Once the text is split into answers and questions, each question and answer pair is iterated. The concatenated text of each question and answer is embedded with an OpenAI embedding model.

The first iteration through the question and answer data gives the following result:

question_id = 1
document_id = "https://www.datastax.com/services/support/premium-support/faq"
question    = "What is DataStax Premium Support?"
answer      = (
    "Premium Support consists of three add-on offerings available to enhance your existing DataStax support experience\n"
    "There are three Premium offerings currently available:\n"
    "Premium Cloud Engineer\n"
    "Named Engineer\n"
    "Technical Account Manager"
)

The embeddings are computed in chunks, which reduces the overhead cost of requests to the embedding service and results in a faster process. First all prospected questions are collected. Then, their embedding vectors are calculated one chunk after the other. Finally, the embedding vectors are inserted into each question document for insertion in the collection.

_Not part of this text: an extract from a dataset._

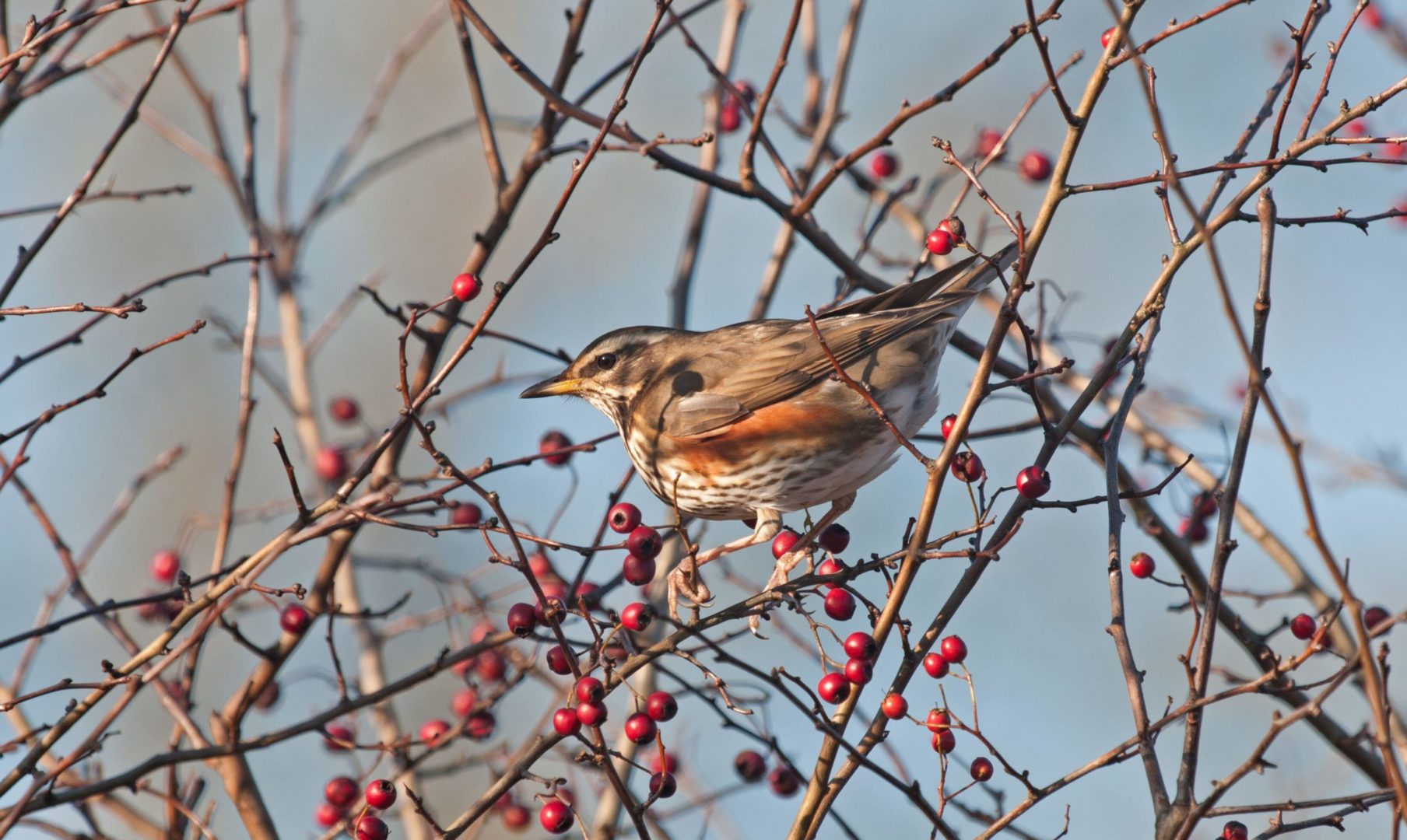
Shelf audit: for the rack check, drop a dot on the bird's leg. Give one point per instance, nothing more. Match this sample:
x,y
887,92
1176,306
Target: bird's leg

The collection is now populated with documents containing the question and answer data and the vector embeddings.

Backend API

The API is split between a few files:

index.py contains the actual FastAPI code. It defines an API with a single route: /api/chat. Upon receipt of a POST request, the function calls the send_to_openai function from chatbot_utils.py.
chatbot_utils.py loads authentication credentials from your environment variables and connects to your database. It also defines the utilities to interact with the embedding and the LLM services.

Next steps

In this tutorial, you did the following:

Created a Serverless (Vector) database.
Added data scraped from our FAQ pages.
Used the scraped data to add context to prompts to the OpenAI API.
Held a chat session with an LLM.

Next, try customizing the code to scrape your own sites, use different prompts, and redesign the frontend.

You can also try building apps with the Astra DB Data API clients. To get started with the clients, see the Astra DB Serverless quickstart for collections.